Families are the central nucleus of society; however, they face internal challenges that affect their functioning and stability, often manifesting in incidents of domestic and gender-based violence. The World Health Organization has classified this violence as a severe public health problem and a violation of human rights. To address this issue, the Congress of the Republic of Colombia enacted Law 2126 of 2021, introducing significant changes to the responsibilities of authorities in preventing, restoring, protecting, and repairing the rights of victims.
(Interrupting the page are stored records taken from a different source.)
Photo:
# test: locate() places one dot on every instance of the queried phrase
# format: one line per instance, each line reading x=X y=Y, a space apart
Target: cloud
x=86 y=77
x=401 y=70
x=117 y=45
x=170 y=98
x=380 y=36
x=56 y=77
This law provided a three-year implementation period for territorial entities, which concluded on 4 August 2023. In 2023, 119,483 cases were reported, and by June 2024, the number had reached 63,528—the highest recorded to date. This situation continued to escalate uncontrollably throughout 2024, overwhelming functional capacity and resulting in a crisis. Therefore, the objective of this study is to analyze the guarantee of rights for victims of violence in the family context, within the competencies of Family Commissariats, as outlined in Law 2126 of 2021. The methodology focuses on analyzing academic and scientific databases, including studies and articles published in indexed journals, to evaluate government measures and describe the challenges in service provision by Family Commissariats to propose conclusions. The approach is qualitative, with a hermeneutic, documentary, legal-dogmatic orientation and anthropological contributions. The results reveal that the law’s implementation has been gradual, surpassing the established deadline. Administrative, political, and financial factors identified over the three years remain unresolved in 2024. The situation for victims of physical, psychological, economic, and sexual violence within the family context has worsened due to multicausal obstacles to accessing justice in a timely, efficient, and effective manner. Consequently, there is evidence of an exponential increase in violence, underreporting, impunity, setbacks, procedural delays, normalization of violence, and re-victimization, among other issues.